Three hours later, after dinner and a fruitless search for a brothel that was reputed to be just off Kissena Boulevard, they were in a very noisy bar in Flushing, and Stafford was trying to explain, yet once more, about von Niehauser. It wasn’t easy because Pete Kirchhof kept breaking into a drunken giggle and laying his head down on the table in a puddle of beer.
“I don’ believe the part about him bein’ a baron—hee hee hee! Jesus, I don’ believe a fuckin’ word. You made it up, di’nt you. Di’nt you, Harry? You made up the whole fuckin’ thing—hee hee hee!”
They were at a table in the back, conveniently close to the men’s room. There seemed to be about five parties going on simultaneously, and just half an hour earlier there had been a short but furious fistfight; so the place offered plenty of dis
traction. You could have plotted the bombing of the Manhattan sewer system in there, with the diagrams spread out all over your table, and no one would have noticed. It was that kind of establishment.
Which was just as well, because anywhere else Pete Kirchhof would have been the center of interest. He was a skinny little creature who gave the impression he was merely inhabiting his clothes—the dark gray suit he wore didn’t seem to be in contact with his body anywhere. His face was as narrow as an ax head, which somehow had the effect of making him appear slightly cross eyed. It was only when he was drunk that he attracted much in the way of attention to himself—he wasn’t a decorous boozer.
Mercifully, so far this evening he had refrained from throwing up, but such luck couldn’t hold forever; in college it had been a fairly regular event. About four hours into the party he would start staggering toward the bathroom, green and bewildered. It was perfectly possible that in college that had been held against him even more than his sympathy with Hitler.
Stafford watched him with growing uneasiness. Lately, for some reason, drunkenness only made him warier. It was doubtful he would have told Kirchhof anything about his association with German intelligence if he hadn’t been cold sober at the time, and now, as he could feel his head beginning to buzz, he had almost come to the conclusion that he had committed a terrible mistake. Kirchhof, he had decided, was not someone he felt comfortable trusting with his life.
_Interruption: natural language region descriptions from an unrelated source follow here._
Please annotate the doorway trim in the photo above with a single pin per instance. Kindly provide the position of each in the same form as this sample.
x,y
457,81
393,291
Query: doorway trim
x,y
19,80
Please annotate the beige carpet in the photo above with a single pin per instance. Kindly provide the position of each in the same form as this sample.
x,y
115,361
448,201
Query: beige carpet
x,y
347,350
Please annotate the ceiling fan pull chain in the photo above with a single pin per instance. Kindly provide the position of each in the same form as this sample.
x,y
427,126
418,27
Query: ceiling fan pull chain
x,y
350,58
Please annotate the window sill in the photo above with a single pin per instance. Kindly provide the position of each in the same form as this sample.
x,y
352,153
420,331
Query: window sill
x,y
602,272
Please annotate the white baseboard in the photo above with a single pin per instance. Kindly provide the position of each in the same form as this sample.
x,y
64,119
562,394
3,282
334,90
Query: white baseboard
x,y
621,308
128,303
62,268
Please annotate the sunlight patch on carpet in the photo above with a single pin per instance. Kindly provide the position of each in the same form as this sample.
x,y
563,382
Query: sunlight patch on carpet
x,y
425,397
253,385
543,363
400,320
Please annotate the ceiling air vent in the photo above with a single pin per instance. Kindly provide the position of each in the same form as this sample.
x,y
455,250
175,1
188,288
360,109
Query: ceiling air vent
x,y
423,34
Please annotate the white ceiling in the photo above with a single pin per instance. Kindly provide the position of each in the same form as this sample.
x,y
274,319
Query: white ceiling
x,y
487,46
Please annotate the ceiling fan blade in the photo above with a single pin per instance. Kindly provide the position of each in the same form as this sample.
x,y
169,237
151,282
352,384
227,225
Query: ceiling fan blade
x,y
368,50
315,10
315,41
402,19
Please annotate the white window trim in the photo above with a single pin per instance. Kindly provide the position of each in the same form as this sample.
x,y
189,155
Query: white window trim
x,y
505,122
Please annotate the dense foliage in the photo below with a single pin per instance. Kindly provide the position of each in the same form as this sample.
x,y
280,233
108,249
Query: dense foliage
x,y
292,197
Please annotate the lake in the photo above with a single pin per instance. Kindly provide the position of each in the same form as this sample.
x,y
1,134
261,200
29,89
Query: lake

“Come on, Harry, you c’n tell me. He can’t really be no fuckin’ baron, can he? Hee hee hee!”
“Oh yes he is, pal,” Stafford said quietly, almost to himself. In fact, he was reasonably sure that nothing that wasn’t actually shouted could be heard anywhere in that room, even across the length of a table. And, besides, Pete Kirchhof didn’t give the impression he was listening very closely. “He is, every bit of it. And I think he’s probably going to kill me.”
“Fuck’m.” Kirchhof leaned forward on the table, supporting himself with his hands. He looked half blind, and his speech was badly slurred. “Fuck’m, the son of a bitch. If he gets frisky, sell’m to the cops.”